The entire cycle can be divided into three periods: in the first, the auricles
contract; in the second, the ventricles contract; in the third, both the
auricles and the ventricles remain at rest. In humans, with a normal heart
rate of approximately 72 heartbeats per minute, the cardiac cycle has a
duration of about 0.8 second. Auricular systole requires about 0.1 second;
ventricular systole occupies approximately 0.3 second. Thus, the heart
is completely at rest for about 0.4 second, or during perhaps half of each
cardiac cycle.
With every beat, the heart emits two sounds, which are followed by
a short pause. The first sound, coinciding with the ventricular systole,
is dull and protracted. The second sound, made by the sudden closure of
the seminar valves, is shorter and much sharper. Diseases of the heart
valves may change these sounds, and many factors, including exercise, cause
wide variations in the heartbeat, even in healthy people. The normal heart
rate of animals varies widely from species to species. At one extreme,
the heart of a hibernating mammal may beat only a few times a minute; at
the other, the hummingbird has a heart rate of 2000 heartbeats per minute.Pulse.

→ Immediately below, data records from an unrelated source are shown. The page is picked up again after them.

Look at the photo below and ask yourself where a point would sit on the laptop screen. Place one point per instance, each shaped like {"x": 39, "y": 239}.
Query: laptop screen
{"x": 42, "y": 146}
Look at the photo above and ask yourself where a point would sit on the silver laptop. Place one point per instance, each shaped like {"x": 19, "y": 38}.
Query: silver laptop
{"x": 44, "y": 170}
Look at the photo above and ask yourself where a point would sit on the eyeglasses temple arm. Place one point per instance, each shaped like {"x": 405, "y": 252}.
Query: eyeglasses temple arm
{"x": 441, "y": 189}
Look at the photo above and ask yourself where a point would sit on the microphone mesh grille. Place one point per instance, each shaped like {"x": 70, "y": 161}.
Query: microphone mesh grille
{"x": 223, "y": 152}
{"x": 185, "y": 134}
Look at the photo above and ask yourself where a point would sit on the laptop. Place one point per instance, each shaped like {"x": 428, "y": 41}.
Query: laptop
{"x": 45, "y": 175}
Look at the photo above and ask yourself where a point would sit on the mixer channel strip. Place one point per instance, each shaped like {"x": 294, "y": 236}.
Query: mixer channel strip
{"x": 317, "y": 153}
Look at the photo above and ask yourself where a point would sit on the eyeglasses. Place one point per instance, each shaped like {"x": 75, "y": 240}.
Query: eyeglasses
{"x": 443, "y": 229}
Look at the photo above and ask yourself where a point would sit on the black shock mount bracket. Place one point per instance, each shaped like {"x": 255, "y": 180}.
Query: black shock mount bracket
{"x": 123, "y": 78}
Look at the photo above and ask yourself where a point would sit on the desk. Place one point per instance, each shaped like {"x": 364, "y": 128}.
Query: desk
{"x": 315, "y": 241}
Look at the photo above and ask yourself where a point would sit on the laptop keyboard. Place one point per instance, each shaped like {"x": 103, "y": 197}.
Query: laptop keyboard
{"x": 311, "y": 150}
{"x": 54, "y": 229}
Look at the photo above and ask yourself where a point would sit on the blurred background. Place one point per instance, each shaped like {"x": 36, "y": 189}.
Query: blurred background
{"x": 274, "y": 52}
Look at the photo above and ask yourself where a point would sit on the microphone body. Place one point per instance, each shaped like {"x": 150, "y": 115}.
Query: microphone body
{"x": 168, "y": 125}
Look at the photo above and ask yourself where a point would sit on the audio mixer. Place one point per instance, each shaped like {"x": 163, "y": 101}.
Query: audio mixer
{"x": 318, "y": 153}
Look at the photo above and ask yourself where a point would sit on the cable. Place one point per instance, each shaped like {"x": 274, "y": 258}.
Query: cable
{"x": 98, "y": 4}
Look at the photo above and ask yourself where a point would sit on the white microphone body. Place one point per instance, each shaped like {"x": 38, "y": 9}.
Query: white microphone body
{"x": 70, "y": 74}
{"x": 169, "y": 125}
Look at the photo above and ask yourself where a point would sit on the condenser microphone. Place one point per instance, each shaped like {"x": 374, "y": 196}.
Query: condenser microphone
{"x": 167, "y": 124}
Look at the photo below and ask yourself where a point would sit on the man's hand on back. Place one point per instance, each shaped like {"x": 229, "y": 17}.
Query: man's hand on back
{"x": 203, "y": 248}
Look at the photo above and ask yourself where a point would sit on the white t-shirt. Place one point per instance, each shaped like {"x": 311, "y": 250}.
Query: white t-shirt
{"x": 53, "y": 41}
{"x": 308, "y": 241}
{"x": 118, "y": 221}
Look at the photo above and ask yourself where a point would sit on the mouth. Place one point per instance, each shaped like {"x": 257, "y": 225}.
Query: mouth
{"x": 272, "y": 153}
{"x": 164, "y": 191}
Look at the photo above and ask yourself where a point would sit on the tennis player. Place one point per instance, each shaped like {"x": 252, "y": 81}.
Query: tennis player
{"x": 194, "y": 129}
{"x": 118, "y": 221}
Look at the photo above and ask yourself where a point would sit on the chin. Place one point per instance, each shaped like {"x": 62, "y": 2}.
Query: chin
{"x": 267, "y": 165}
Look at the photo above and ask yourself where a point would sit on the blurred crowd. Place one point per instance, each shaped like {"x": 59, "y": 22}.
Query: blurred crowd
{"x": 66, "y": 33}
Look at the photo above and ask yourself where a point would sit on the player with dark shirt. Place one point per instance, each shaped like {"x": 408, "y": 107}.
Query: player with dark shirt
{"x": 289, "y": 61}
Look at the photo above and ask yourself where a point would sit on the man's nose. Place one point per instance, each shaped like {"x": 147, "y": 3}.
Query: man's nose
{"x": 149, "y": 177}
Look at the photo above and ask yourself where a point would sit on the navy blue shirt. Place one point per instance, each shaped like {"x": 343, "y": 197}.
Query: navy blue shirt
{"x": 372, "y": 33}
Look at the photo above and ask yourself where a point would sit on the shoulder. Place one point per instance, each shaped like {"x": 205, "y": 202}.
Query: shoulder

When it enters the arteries at the moment of ventricular contraction, the
blood stretches the walls of the arteries. During diastole, the distended
arteries return to their normal diameter, in part because of the elasticity
of connective tissue and in part because of the contraction of muscles
in the arterial walls. This return to normal is important in maintaining
a continuous flow of blood through the capillaries during the period while
the heart is at rest. The expansion and contraction of the arterial walls
that can be felt in all the arteries near the surface of the skin is called
the pulse.Sources of Heartbeat. The rate and strength of the heartbeat
are controlled by nerves through a series of reflexes that speed it up
or slow it down. The impulse to contraction, however, is not dependent
on external nervous stimuli, but arises in the heart muscle itself. A small
bit of specialised tissue called the sinoauricular node, embedded in the
wall of the right auricle, is responsible for initiating the heartbeat.
The contraction then spreads over the auricles; in the septum between the
auricles, it excites another node called the auriculoventricular node.
The auriculoventricular bundle conducts the impulse from this node to the
muscles of the ventricles, and in this way contraction and relaxation of
the heart are co-ordinated. Each phase of the cardiac cycle is associated
with the production of an electrical potential that can be recorded by
electrical instruments to produce a reading known as an electrocardiogram.Capillaries.
Circulation of the blood in superficial capillaries can be observed under
the microscope. The red blood cells can be seen moving along rapidly in
the middle of the blood current, while the white cells advance more slowly
along the walls of the capillaries. The capillaries present a far larger
surface with which the blood comes in contact than do other blood vessels;
because they consequently offer the greatest resistance to the progress
of the blood, they have a great influence on the circulation. Capillaries
expand when temperature rises and help to cool the blood; they contract
in cold and help preserve internal heat.